Virtual Meeting Best Practices

As the world adapts to working remotely, cyber criminals are also adapting. A new trend is emerging known as "zoom-bombing" where hackers take advantage of holes in collaboration tools. Below are some tips to get you started on securing your meeting space: 

• Only use a platform supported by your organization to host your meeting. If you are unsure which platform to use, contact your agency help desk. 
• Never share your moderator pin with anyone and only provide meeting passwords to attendees. If the topic is particularly sensitive, consider waiting until just before the meeting begins to share the pin. Be sure to take attendance before your meeting begins. Conferencing platforms often have a dashboard where the moderator can view everyone logged in. If there are users you do not recognize, consider removing them from the meeting. 
• Consider using video. This will not only allow you another way to validate participants but will also give your meeting a more “personal” feeling. Particularly in a time when most users are remote, it can be nice to talk to someone “face to face” rather than just talking to a screen or phone. 
• Don’t record a meeting unless it’s necessary. Keep in mind that many states (including Massachusetts) require that you notify all attendees that a meeting will be recorded. 
• If you must record a meeting, consider removing the recording from the platform and encrypting, particularly when discussing confidential or restricted data.  
• Disable features you do not need or like such as chat or screen sharing. 
• When sharing screens, remind participants to hide sensitive information before doing so. Many applications will allow you to share parts of your screen only, such as just the word document you are discussing and not the spreadsheet containing financial data you also have open.

As we try to navigate this challenging time and find our way to the “new normal”, conference calls and webinars can enable us to collaborate with our colleagues as if it’s just another day at the office. But as with all technologies, conferencing systems must be managed as to not expose any sensitive information or data.

WebEx
 

• Schedule "unlisted" meetings. Unlisted meetings require participates to know the meeting number and password rather than displaying the meeting on the site's calendar.
• Require a meeting password. Refer to our password guidance on  suggestions for creating a strong password.
• Exclude the password from your meeting invite. Provide the password to participants in a separate email or over the phone.
• “Lock" your room once your team is on the line to prevent anyone else from joining.

Zoom
 

• Require a meeting password.
• Create a "waiting room" for attendees.

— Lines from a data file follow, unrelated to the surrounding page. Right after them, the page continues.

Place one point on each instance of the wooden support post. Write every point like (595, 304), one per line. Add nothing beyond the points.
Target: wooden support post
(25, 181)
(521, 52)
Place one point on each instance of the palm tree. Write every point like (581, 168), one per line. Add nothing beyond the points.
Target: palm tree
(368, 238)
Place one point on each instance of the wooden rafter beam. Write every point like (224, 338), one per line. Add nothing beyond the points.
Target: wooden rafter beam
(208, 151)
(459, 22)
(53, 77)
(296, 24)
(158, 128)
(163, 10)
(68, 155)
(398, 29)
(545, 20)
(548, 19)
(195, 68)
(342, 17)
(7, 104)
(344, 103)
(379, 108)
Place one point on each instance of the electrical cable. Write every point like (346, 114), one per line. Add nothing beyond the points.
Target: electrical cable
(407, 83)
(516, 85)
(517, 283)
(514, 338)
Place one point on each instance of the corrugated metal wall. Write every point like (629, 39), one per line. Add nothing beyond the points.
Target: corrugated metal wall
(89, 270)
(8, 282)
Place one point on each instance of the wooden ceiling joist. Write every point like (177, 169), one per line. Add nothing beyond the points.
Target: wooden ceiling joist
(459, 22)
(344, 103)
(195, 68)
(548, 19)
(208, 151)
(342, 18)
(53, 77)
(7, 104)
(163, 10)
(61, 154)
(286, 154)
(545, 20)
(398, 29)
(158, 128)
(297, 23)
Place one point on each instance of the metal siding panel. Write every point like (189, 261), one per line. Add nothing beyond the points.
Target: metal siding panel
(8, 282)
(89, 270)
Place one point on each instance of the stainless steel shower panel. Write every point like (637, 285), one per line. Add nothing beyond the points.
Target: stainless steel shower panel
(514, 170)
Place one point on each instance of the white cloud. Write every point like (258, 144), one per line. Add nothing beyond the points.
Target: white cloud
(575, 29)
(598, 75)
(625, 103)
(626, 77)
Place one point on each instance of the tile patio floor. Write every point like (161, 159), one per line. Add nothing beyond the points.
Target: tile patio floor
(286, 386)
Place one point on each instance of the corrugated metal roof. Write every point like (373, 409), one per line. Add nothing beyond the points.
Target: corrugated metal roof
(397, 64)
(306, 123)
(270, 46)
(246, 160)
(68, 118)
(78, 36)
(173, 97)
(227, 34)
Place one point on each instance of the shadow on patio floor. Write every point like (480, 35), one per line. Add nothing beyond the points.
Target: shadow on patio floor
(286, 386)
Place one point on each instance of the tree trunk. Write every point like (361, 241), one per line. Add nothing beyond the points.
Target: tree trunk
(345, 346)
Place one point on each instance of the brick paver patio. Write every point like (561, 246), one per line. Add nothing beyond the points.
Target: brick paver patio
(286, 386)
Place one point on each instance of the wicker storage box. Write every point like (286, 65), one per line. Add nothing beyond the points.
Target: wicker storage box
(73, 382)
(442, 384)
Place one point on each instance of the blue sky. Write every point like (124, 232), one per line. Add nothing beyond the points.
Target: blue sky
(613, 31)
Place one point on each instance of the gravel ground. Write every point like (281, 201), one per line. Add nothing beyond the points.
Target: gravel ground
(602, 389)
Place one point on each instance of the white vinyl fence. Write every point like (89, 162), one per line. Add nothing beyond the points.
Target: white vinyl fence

This will allow the host to admit participants to the meeting. 
• Set screen sharing permissions to "host only".
• Only allow individuals with a given e-mail domain to join.
• Expel a participant or all participants.

GoToMeeting (by LogMeIn)
 

• Use the "Attendee List" to view all meeting participants. Through the attendee pane, the moderator can give or revoke additional rights such as chat features or screen sharing.
• Require users connecting through telephone to enter their audio pin. This allows the host to verify participants and control the audio (e.g. when a user is muted).

Microsoft Teams
 

• Note that many of the security and privacy settings are set by company administrators. This can simplify the process for hosts but also may mean some features are not available. 
• Verify external participants in the waiting room before giving them access. 
• Turn off incoming video for large meetings. 
• Remember that files shared within the meeting and chats may be retained on servers indefinitely.